Let me be the first to say NICE WORK!! :clap

I noticed all the code is in C++, have you thought about making a stand alone client? It would resolve the speed problems with translations over the net..呃.

PS. Thanks for making it open source!

Link to comment
Share on other sites

Very useful site!! :D:D

My only comments:

1) Would there be mainly headlines with single paragraphs linked to source articles?

or

Would there be full articles in which people could use the pop=up software?

2) When I click on "discussion" it doesn't seem to go through

Link to comment
Share on other sites

Not sure what your problem with the 'discussion' link is - however, if you do get there, you'll find a 'full' link which you can click to have the full article annotated and made available.

I really can't think of any problem that would stop you using the discussion link (which now I think about it should probably have a different name).

Roddy

Link to comment
Share on other sites

wow, over 130,000 entries in the database ~~ how long has this database been going for?

The database has entries from CEDICT (~25,000) and the LDC (~75,000) along with our home grown and edited list. The LDC makes up a huge chunk of the content, but has a lot of questionable content and much has been removed. The source for all entries is noted in the database.

I personally started adding words about three or four years ago -- mostly in the telecom field to quickly scan high tech news items for words of interest, like "Wave-Division Multiplexing" (波分复用). We've been lucky to have a few bulk contributions from people like Mark Swoffard (www.pinyin.info). Mark contributed a lengthy list of 2,000 Chinese place names, which has really helped with the parsing and handling of domestic news items.

I noticed that there is no conjugations, etc.

There was experimental support in an earlier version, but it hasn't been reimplemented yet. A problem is finding a reliable and free database of conjugated English verbs. Another is getting the grammar parser good enough that the software knows which word to conjugate. Improving the grammar parser is basically the highest priority right now, although if there are volunteers.... ;)

I noticed all the code is in C++, have you thought about making a stand alone client? It would resolve the speed problems with translations over the net.

This is a manpower question. We could release a Windows binary if someone wanted to develop tools to let us port the database to something like SQLite, and give me an example of how to submit and receive queries from it using C++. The code interacting with the database is contained in a single class while the rest of the code is standard C++ and portable enough.

It should be possible to get the software working on any platform that supports MySQL though. I used to have it hooked up to Apache in both Windows and Linux and surf the web that way. Perhaps because Windows versions of MySQL are not compiled from source -- the software was about 10 times slower running there than on Linux.
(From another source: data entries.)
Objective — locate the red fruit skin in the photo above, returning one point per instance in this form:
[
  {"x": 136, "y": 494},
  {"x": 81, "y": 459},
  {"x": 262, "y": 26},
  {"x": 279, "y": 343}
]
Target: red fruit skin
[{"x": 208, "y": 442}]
On a side note, the version available for download is a bit outdated. Send a private message if you want to download the latest edition and I'll update the version available for download. There have been significant changes in database and software structure over the last month and a half.

Link to comment
Share on other sites

On a side note, the version available for download is a bit outdated. Send a private message if you want to download the latest edition and I'll update the version available for download. There have been significant changes in database and software structure over the last month and a half.

Just updated. Interested parties can download from the usual site.

Link to comment
Share on other sites

Why Xinhua? It wouldn't have been my first choice for balanced information. Following on from that, why not do the same as popjisyo and let readers paste in text from their own sources? I can see that the newsinchinese system allows discussion of the articles, but will there really be enough people talking about each article to make it worthwhile? News articles do tend to be here today, gone tomorrow.

Link to comment
Share on other sites

Let us know what sites you'd like to see and perhaps in the near future we can take a look at those. If they have RSS feeds it'll be a lot easier, but I didn't find any providing any greater quality of content than Xinhua.

Roddy

Link to comment
Share on other sites

The adsotrans server is in Beijing, so some foreign sites are firewalled and there may be lag on Adso's request for foreign content too, and depending where you are trans-Pacific lag might be significant (Roddy's server is in the US, so access times should be faster). If you can access Xinhua though you should be able to get through to Adso.

On the timeout front.... try submitting text before processing webpages. Time scales with amount of text submitted. I'm in Beijing and the processing time for the entire Xinhua frontpage is about two minutes. Tremendous amount of text to process there.

When the software is run from the command line there are ways to speed things up (or slow them down) by changing the amount of time the software spends in grammar analysis, etc.. These controls aren't online yet.

You may also want to check that the webpage you are submitting is GB2312 -- Unicode sites need the encoding specified on the "advanced" page.

Finally, if there are any pages that SHOULD load but don't please pass them along or submit them below. That information is tremendously useful for debugging. Occasionally there is an issue in the source code or a problem with the database not containing obscure characters that can cause strange output. Easy to fix these problems once they're noticed.

Link to comment
Share on other sites

I like the newsinchinese website, it is definately a more interesting way of building-up vocab than working through word lists. Thanks for all the work put in on this.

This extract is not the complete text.